The blue green algae on the substrate and possibly the plants is an indication of nutrients building up to high levels and the plants are not getting rid of them. Again more frequent water changes and gravel cleaning open areas of substrate would help.

At this stage, I would clean the filter and do daily water changes for a week or two and see how things look after that. If any fish die during this time, photograph them and post pics here.
 
2 sides to a water change. Removing old water including waste and adding new water.

Problem with just topping up evaporation is that evaporation is only removing H2O, and leaving everything else behind. So disolved substances just build up over time if you arent physically removing them with water changes. There is more than just nitrate in there.

The other side of it is carbonate hardness (KH). The nitrogen cycle uses up KH. KH is normally replenished with new water, i dont see topping up after evaporation putting as much new water in a tank as a water change. If your KH gets depleted, your cycle won't be able to function. Ammonia will build up. Also KH is what stops your pH from crashing.
 
Last edited:
Check the pH of the aquarium water and tap water and make sure they are similar before doing big water changes. If there is a big difference in pH, do small (10-20%) water changes each day until the pH is closer to the tap water, then do bigger water changes.

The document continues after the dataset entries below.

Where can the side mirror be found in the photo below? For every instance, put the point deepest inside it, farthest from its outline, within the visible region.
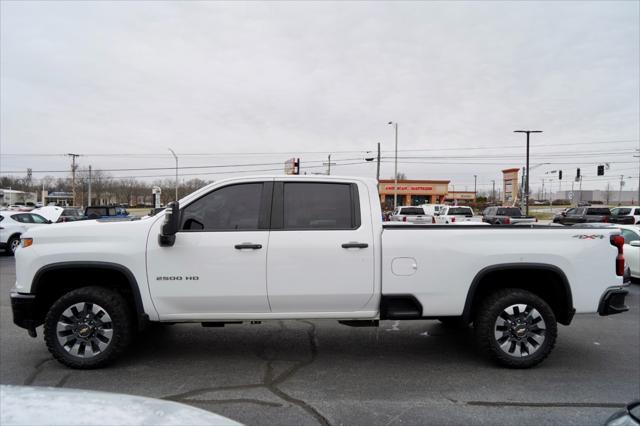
(170, 226)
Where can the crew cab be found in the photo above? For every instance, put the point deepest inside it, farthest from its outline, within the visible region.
(411, 214)
(456, 214)
(583, 215)
(506, 216)
(298, 247)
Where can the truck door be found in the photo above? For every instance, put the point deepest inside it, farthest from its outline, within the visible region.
(217, 264)
(321, 248)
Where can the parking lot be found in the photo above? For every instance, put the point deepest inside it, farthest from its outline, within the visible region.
(319, 372)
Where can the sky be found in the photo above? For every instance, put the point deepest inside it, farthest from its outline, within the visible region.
(248, 85)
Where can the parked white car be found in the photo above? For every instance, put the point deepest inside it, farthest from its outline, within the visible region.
(13, 224)
(457, 214)
(631, 235)
(625, 212)
(43, 406)
(410, 214)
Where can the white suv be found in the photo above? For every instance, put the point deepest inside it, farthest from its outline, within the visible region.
(13, 224)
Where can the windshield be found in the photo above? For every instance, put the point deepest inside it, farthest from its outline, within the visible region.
(599, 212)
(509, 211)
(412, 211)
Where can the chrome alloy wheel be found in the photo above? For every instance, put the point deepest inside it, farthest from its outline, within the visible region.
(84, 330)
(520, 330)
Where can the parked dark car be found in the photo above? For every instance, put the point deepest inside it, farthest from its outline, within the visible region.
(583, 215)
(105, 212)
(505, 216)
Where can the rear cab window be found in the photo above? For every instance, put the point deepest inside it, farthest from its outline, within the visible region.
(315, 206)
(412, 211)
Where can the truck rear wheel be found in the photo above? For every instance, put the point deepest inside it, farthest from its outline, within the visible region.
(516, 328)
(88, 327)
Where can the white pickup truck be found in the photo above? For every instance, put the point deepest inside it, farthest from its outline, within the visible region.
(294, 247)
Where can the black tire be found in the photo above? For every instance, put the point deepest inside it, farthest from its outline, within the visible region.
(117, 330)
(525, 339)
(13, 244)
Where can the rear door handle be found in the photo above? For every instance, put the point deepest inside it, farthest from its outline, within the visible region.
(355, 245)
(248, 246)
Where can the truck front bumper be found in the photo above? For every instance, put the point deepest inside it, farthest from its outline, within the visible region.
(25, 312)
(612, 302)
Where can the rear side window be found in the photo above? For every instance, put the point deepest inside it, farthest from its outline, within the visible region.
(599, 212)
(620, 211)
(37, 218)
(412, 211)
(308, 206)
(509, 212)
(230, 208)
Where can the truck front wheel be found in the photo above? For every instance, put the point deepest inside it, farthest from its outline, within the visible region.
(88, 327)
(516, 328)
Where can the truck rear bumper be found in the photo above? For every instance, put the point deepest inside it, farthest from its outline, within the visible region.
(612, 302)
(25, 312)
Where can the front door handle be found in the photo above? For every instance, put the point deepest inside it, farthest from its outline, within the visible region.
(353, 244)
(248, 246)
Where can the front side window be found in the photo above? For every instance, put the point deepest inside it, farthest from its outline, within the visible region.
(37, 218)
(319, 206)
(231, 208)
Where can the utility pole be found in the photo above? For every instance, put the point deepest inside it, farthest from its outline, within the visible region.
(73, 175)
(89, 201)
(395, 169)
(176, 158)
(475, 188)
(526, 187)
(493, 191)
(378, 169)
(620, 190)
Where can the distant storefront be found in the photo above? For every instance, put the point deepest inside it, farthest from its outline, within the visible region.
(413, 192)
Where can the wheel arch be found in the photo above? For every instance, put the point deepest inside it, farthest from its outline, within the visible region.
(556, 291)
(76, 272)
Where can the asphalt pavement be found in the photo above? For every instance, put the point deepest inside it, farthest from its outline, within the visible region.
(320, 372)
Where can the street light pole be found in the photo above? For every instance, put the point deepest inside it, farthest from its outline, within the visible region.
(176, 158)
(475, 188)
(526, 187)
(395, 169)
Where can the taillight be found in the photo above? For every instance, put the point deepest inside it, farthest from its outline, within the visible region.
(618, 242)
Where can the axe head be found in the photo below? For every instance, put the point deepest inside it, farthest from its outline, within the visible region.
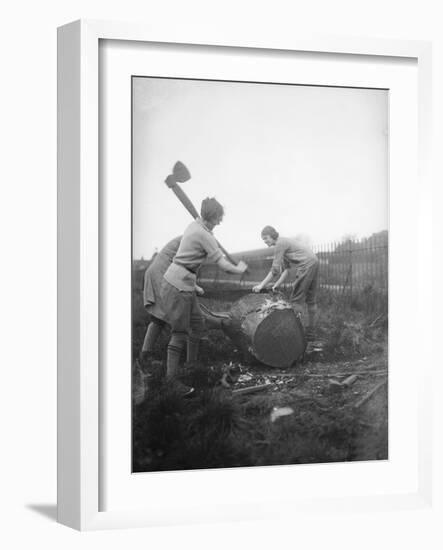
(180, 172)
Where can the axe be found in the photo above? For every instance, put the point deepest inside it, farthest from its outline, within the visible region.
(180, 174)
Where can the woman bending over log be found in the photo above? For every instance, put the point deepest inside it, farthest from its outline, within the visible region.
(291, 253)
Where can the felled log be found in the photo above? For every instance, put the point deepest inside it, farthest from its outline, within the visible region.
(265, 328)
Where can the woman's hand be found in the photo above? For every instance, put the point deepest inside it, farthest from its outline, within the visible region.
(242, 266)
(199, 291)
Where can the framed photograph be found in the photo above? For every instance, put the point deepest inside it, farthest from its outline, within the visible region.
(242, 229)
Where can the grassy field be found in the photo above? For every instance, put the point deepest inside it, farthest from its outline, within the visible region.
(304, 414)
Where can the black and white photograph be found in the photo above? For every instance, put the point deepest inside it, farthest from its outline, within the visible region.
(259, 274)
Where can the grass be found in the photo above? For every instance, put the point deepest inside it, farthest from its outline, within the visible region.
(218, 429)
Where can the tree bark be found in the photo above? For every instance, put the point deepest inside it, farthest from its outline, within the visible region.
(266, 328)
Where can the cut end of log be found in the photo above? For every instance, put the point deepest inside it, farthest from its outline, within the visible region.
(279, 339)
(270, 330)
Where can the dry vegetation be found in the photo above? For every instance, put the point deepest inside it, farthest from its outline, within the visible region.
(221, 428)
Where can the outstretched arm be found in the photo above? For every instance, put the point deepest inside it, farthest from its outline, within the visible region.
(227, 266)
(281, 279)
(265, 281)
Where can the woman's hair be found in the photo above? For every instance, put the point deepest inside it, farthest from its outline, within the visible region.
(269, 230)
(211, 209)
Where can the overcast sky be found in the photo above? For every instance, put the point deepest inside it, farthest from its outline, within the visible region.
(307, 160)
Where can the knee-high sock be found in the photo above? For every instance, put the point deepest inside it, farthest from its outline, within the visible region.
(176, 345)
(193, 347)
(152, 333)
(312, 315)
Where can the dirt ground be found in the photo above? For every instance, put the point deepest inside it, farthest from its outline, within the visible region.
(253, 415)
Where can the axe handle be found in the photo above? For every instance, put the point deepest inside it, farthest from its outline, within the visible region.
(184, 199)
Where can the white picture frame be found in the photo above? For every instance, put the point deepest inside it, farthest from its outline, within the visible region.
(79, 204)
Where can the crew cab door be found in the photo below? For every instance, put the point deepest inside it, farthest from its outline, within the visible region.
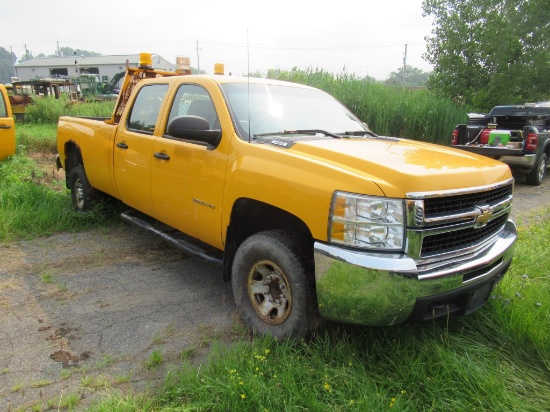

Water changes are essential even in planted tanks, and should be done at least once every 2 weeks.

You do water changes for a number of reasons.
1) to reduce nutrients like ammonia, nitrite & nitrate.
2) to dilute disease organisms in the water.
3) to keep the pH, KH and GH stable.
4) to dilute nitric acid produced by fish food and waste breaking down.
5) to dilute stress chemicals (pheromones/ allomones) released by the fish.
6) to dilute un-used plant fertiliser so you don't overdose the fish when you add more.
7) to remove fish waste and other rotting organic matter.

It is possible the fish died because there is too much plant fertiliser in the water. If the plants don't use it all up, before you add another dose, you can get a build up that poisons fish. Doing a big water change before adding another dose of fertiliser, will dilute any remaining nutrients and reduce the chance of an overdose.

The blue green algae on the substrate and possibly the plants is an indication of nutrients building up to high levels and the plants are not getting rid of them. Again more frequent water changes and gravel cleaning open areas of substrate would help.

At this stage, I would clean the filter and do daily water changes for a week or two and see how things look after that. If any fish die during this time, photograph them and post pics here.


This is wonderful information and very useful to know! Thank you, I will definitely do more water changes from here on out. I had asked before and googled and could never find much information on why if nitrates were low, and understanding now really helps. I already did a water change before I saw this, but from now on I'll always check the ph before big water changes. I'll clean the filter tomorrow when I have dirty water to do so!
 
2 sides to a water change. Removing old water including waste and adding new water.

Problem with just topping up evaporation is that evaporation is only removing H2O, and leaving everything else behind. So disolved substances just build up over time if you arent physically removing them with water changes. There is more than just nitrate in there.

The other side of it is carbonate hardness (KH). The nitrogen cycle uses up KH. KH is normally replenished with new water, i dont see topping up after evaporation putting as much new water in a tank as a water change. If your KH gets depleted, your cycle won't be able to function. Ammonia will build up. Also KH is what stops your pH from crashing.

Thank you for the information! I'll be sure to do water changes more often.